It’s a business owner’s worst nightmare; criminals stealing millions of customers’ card holder data. Lately, this nightmare has been far too real. Malware attacks are dominating the headlines as hackers continue to go after businesses that accept payment cards for transactions. Why payment cards? They are lucrative. Intelligence gathered from real world investigations has identified the black market value of a stolen credit card to be between $15 and $50. So, how can businesses prevent these kinds of attacks? First, they must think like criminals, understand their methodology, define the “who, what, where, when and why” for their next attack. Then, they must plan and setup a comprehensive security system that consists of multiple layers of defense, detection, response and ongoing prevention.
Inside a hacker’s mind
Malware attacks are carried out predominantly by professional criminals. Most of the breaches follow logical patterns of attack consisting of four common elements – infiltration, propagation, aggregation and exfiltration. First, attackers penetrate the target environment (infiltration), then they move from the initial point of entry to their target systems (propagation), next they identify and collect target data (aggregation) and finally, they move that data to a system controlled by the attacker (exfiltration). They typically choose targets that will give them the most bang for the buck – e.g., stealing millions of payment card information at once to sell shortly afterwards. That’s why point-of-sales (POS) devices, mobile and non-mobile, are high on a hacker’s list.

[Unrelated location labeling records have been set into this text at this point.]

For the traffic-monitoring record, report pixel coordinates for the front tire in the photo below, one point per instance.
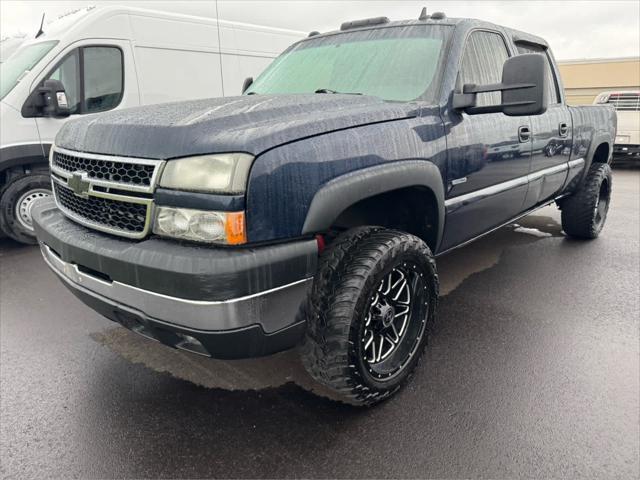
(584, 213)
(15, 205)
(369, 313)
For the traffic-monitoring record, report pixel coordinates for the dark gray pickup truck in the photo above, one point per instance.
(309, 211)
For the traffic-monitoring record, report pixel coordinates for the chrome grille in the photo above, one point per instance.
(629, 101)
(106, 193)
(126, 217)
(109, 170)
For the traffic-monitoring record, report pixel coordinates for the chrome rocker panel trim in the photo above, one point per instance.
(272, 309)
(491, 190)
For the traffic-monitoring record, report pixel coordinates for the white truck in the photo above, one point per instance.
(113, 58)
(627, 105)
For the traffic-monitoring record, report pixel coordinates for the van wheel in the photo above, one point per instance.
(369, 313)
(16, 202)
(585, 212)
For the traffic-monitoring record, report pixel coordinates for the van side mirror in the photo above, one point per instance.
(48, 100)
(247, 83)
(523, 87)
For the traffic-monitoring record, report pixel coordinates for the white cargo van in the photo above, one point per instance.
(112, 58)
(627, 105)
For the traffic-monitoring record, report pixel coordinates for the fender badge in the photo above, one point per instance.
(458, 181)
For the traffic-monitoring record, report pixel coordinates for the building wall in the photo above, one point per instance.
(584, 79)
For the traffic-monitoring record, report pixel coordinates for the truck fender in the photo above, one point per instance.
(26, 154)
(338, 194)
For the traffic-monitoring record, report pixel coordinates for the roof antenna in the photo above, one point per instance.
(40, 32)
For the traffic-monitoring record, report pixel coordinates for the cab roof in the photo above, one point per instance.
(436, 19)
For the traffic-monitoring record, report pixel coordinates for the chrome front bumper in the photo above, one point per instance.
(273, 309)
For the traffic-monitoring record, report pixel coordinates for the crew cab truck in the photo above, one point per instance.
(309, 210)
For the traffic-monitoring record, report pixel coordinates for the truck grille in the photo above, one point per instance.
(109, 170)
(107, 193)
(117, 216)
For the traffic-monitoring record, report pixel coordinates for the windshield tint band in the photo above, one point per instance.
(395, 63)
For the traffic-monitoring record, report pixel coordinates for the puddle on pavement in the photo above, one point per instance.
(286, 367)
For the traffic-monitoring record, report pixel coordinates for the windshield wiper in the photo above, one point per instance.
(328, 90)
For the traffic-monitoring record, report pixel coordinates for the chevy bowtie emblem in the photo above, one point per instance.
(78, 184)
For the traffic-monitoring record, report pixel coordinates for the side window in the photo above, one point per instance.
(68, 72)
(484, 57)
(92, 77)
(103, 79)
(552, 83)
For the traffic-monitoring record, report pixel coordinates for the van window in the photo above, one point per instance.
(103, 78)
(484, 57)
(68, 72)
(20, 62)
(100, 69)
(552, 83)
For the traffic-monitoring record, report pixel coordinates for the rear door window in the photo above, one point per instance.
(552, 83)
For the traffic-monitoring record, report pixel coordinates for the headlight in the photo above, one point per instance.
(223, 173)
(200, 225)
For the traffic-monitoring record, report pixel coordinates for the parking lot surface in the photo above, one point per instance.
(532, 371)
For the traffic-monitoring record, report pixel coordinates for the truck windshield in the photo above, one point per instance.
(20, 62)
(393, 63)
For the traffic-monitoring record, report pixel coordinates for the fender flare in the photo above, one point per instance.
(25, 154)
(340, 193)
(595, 143)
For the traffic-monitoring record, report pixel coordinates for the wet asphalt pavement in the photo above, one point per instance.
(532, 371)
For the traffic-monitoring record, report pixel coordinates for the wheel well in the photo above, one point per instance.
(412, 209)
(601, 154)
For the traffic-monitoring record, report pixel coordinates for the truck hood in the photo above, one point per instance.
(249, 123)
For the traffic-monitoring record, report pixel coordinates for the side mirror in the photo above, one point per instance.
(523, 87)
(247, 83)
(49, 100)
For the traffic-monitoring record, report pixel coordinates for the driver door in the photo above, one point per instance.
(488, 153)
(93, 76)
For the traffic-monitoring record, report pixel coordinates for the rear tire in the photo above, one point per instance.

One of our Trustwave ethical hackers was recently hired to perform penetration tests on iOS mobile POS devices that retailers wanted to use for payment card transactions. Simulating a real-life criminal, he first jailbroke the device, gaining control of its operating system and then identified that the software installed in the device did not encrypt payment card information the moment a card was swiped. He was then able to plant malware on the device and extract payment card numbers as the cards were swiped. Within just twenty minutes, he gained access to the payment card information of hundreds of customers. If he were a real-life criminal, he would sell that information on the black market and move onto his next target. Thankfully, he’s a white hat.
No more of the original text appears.